Walker was touting his approach in a state where more of the population has health insurance and premiums lower than in Wisconsin.

According to research from the Commonwealth Fund, Wisconsin premiums are 40 to 60 percent higher than Minnesota's this year.

Walker argues that regulation is driving up health care costs. But new research strongly suggests regulation is holding premium prices down.

Pinar Karaca Mandic, an associate professor in the University of Minnesota's School of Public Health, led a study comparing premiums in states like Minnesota, where regulators can reject rate increases, and those like Wisconsin, that don't review prices.

From 2010 to 2013, Mandic said, premium increases in states with strong prior approval processes were 10 percent lower than in states where premium increases are not scrutinized.

"To us that was big," Mandic said. "We were not necessarily surprised that states with prior approval authority had lower growth in premiums, but we were surprised by the magnitude."

Others point out that lower-income people are likely to pay more for coverage in Wisconsin than in Minnesota because the Badger State's Medicaid threshold is more restrictive.
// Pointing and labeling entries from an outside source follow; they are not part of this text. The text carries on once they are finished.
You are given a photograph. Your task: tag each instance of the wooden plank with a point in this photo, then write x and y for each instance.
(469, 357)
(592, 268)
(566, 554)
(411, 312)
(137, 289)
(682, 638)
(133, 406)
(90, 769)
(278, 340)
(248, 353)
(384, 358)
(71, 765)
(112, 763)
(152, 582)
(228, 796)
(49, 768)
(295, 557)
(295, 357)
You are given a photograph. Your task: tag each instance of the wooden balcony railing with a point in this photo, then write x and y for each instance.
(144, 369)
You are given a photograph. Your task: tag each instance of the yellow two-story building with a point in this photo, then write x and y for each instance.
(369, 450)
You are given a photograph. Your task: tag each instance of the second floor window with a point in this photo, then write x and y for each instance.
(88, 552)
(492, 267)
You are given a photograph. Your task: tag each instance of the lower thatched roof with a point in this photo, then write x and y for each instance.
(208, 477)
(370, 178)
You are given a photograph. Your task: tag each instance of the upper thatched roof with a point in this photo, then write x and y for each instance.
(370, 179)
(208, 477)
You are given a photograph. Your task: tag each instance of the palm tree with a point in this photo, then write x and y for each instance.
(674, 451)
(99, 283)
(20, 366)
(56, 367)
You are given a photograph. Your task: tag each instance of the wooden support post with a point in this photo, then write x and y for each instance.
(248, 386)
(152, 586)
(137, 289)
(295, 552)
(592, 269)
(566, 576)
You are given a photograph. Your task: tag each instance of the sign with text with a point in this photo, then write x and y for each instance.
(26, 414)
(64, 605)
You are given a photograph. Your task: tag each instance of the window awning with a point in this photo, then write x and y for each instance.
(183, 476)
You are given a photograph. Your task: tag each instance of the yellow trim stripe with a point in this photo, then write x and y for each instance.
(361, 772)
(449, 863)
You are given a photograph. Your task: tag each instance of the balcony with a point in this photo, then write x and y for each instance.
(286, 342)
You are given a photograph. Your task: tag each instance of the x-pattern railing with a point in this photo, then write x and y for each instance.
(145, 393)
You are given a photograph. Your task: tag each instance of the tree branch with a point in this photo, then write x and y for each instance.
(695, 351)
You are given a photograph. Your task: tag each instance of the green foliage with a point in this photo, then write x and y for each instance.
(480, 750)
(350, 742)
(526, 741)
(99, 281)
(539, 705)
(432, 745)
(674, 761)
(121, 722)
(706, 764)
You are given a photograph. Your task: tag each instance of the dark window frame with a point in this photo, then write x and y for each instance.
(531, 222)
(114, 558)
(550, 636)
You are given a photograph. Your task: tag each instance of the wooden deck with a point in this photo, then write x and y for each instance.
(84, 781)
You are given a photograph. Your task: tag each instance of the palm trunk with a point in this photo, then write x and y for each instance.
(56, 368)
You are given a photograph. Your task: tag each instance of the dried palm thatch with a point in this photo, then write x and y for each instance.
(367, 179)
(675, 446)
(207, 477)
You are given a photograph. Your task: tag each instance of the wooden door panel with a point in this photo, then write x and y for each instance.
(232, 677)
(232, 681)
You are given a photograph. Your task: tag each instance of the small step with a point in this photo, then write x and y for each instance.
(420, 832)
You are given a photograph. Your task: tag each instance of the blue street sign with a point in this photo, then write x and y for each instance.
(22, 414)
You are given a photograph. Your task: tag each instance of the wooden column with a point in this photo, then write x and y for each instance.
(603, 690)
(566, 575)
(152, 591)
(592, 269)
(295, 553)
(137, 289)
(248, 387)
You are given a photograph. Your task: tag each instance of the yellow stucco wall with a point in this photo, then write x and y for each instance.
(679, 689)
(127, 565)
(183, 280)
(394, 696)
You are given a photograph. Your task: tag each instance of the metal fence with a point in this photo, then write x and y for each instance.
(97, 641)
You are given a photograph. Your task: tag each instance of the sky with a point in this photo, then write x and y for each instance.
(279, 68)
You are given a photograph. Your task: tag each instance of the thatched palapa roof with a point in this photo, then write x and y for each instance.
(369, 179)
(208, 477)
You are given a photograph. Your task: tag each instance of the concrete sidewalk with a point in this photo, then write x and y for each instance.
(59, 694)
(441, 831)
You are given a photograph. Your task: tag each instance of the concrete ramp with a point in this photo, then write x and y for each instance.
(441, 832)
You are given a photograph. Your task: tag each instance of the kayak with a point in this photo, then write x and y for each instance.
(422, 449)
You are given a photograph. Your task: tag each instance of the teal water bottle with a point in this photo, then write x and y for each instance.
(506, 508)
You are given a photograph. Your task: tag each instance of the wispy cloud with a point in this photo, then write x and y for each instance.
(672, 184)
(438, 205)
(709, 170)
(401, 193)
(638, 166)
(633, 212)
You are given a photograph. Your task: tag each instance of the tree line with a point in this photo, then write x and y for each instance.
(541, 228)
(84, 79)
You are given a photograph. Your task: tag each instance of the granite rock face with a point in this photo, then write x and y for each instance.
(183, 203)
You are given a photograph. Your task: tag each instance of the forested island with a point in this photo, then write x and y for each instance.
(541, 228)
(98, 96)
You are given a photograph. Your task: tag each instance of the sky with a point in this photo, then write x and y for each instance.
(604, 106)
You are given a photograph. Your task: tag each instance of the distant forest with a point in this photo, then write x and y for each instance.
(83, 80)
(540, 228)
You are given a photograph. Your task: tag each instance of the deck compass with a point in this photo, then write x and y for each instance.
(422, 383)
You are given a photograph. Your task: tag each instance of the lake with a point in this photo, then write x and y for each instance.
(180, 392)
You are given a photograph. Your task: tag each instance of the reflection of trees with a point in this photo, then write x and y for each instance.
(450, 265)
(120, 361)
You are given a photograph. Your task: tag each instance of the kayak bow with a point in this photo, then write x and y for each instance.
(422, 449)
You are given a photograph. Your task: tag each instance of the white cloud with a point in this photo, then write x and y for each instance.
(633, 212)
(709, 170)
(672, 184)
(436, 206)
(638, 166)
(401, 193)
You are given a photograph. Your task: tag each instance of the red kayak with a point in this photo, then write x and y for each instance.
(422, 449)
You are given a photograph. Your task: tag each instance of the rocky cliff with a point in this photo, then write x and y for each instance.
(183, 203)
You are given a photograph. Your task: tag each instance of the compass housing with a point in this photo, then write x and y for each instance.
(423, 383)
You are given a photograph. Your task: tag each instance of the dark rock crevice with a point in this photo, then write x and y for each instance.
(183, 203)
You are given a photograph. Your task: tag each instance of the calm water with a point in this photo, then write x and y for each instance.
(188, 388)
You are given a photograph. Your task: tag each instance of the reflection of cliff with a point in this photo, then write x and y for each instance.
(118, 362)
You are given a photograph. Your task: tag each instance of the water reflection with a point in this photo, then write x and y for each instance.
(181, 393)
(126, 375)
Cynthia Cox with the Kaiser Family Foundation says, for example, that a family of four with income between $24,000 and $33,000 makes too much to qualify for Medicaid coverage.

"They're going to be on private coverage," she said. "They may have more out-of-pocket exposure and they'll have to pay a premium, but they'll still receive subsidies for that, whereas in Minnesota those people would be covered for free under Medicaid and would have very limited out-of-pocket exposure."

Walker said his plan would be "budget neutral" and that it would amount to the largest tax relief plan in four decades. But it's impossible to verify those claims, because Walker leaves out estimates of cost or of the number of people who would be covered if the mandate to carry insurance were repealed.

Bloomberg Research Analyst Brian Rye said it's virtually certain that repealing the ACA would lead to fewer Americans having health insurance, which could hurt health insurance companies, saddle providers with more bad debt and, some say, drive up insurance rates for those who do buy coverage. Rye said that the removal of the mandate to buy insurance "obviously" would reduce the number of people who do so.

The head of Walker's presidential campaign signaled that the Wisconsin governor will likely be back in Minnesota talking health care and other issues.